M-L: It's only two short steps from wit to teasing to being wounding. In fact I thought I'd recently transgressed this way on your blog having left a huge post with you which never subsequently appeared. Too wounding, I thought.

Lucy: Yeah, it's kinda anti-climax to find that, after a huge cultural crusade (careful with that word these days), you find the stuff's available in a supermarket. I like TL because of its well-judged sweetnes. I can't stand over-sweet, esp with chocolate, and once allowed one of my daughters to feed a creme egg (not knowing what it was) into my mouth while driving, and nearly honked over the steering wheel.

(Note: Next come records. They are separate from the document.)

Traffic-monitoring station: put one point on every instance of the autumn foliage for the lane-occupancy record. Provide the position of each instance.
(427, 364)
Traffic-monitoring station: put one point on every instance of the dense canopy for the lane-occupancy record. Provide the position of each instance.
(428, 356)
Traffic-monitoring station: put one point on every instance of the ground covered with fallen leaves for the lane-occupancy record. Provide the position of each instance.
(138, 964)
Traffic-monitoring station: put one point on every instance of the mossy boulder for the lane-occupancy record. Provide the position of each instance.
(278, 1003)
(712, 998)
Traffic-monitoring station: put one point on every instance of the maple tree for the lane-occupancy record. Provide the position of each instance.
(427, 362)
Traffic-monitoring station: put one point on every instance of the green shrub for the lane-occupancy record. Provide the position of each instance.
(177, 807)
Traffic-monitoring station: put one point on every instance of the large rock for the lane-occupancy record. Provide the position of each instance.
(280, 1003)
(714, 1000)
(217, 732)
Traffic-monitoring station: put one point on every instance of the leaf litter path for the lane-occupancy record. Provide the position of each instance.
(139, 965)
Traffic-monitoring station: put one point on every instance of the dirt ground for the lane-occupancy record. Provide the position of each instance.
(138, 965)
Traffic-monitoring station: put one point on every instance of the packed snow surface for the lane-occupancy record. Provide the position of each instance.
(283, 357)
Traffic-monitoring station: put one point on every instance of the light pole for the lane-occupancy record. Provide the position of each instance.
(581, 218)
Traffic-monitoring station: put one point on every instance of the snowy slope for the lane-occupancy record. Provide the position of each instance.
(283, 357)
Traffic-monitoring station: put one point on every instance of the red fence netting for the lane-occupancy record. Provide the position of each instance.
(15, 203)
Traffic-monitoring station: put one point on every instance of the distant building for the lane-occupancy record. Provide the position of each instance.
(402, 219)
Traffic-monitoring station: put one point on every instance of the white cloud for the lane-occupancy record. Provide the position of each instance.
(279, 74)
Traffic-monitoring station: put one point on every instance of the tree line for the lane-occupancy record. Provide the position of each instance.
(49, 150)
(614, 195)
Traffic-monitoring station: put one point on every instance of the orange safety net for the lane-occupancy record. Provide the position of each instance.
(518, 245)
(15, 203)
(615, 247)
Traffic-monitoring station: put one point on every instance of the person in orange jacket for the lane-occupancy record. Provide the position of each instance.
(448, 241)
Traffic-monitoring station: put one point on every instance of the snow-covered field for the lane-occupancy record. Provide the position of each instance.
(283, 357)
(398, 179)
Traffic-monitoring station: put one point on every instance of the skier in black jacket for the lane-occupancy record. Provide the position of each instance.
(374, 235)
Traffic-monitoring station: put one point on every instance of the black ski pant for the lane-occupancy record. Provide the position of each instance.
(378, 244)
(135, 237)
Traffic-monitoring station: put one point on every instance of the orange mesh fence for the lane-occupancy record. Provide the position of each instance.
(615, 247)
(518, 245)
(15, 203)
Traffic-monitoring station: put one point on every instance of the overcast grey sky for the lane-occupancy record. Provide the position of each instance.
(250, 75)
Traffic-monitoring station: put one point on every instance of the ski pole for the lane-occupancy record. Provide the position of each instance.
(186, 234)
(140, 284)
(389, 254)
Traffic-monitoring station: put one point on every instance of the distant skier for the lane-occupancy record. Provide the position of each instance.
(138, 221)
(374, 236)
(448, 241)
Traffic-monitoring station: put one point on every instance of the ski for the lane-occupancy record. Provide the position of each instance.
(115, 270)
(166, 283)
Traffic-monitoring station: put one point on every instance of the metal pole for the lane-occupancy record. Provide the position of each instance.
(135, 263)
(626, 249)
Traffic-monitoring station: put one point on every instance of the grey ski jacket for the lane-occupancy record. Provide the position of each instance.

Malt loaf's fine and we're both addicts. But should we ever meet again I'd avoid references to Paxo. Mrs BB doesn't do rudeness but you'll notice a middle-class tightening of the bottom jaw. Actually that isn't the sticking point about stuffing; it's made-up dishes in the supermarket ("foreign kickshaws") that involve stuffing she's against. Given the elaboracy (doesn't exist; needs inventing) of the reports from your kitchen I would have thought Paxo was a fairly rare example of your backsliding. Mrs BB's stuffing is more like an extra serving of vegetable, with onions predominant. I seem to be in dangerous territory here and feel inclined to delete the third part of this comment. West Riding meanness will probably ensure this doesn't happen.

Julia said...

Stuffing (otherwise known as dressing in the South) is easier than pie, and usually involves day old cornbread around here. Does Mrs BB add starch to her onions and other vegetables?

Boyo - is this a Masterchef reference by any chance?

Barrett Bonden said...

Julia: Boyo is a lazy sentence suffix to indicate that a Welsh person is speaking. In this case (since Abergavenny is in Wales) there's an imaginary dialogue going on with a Welsh person pointing out my inadequacies. Perhaps too ambitious for a 300-word post.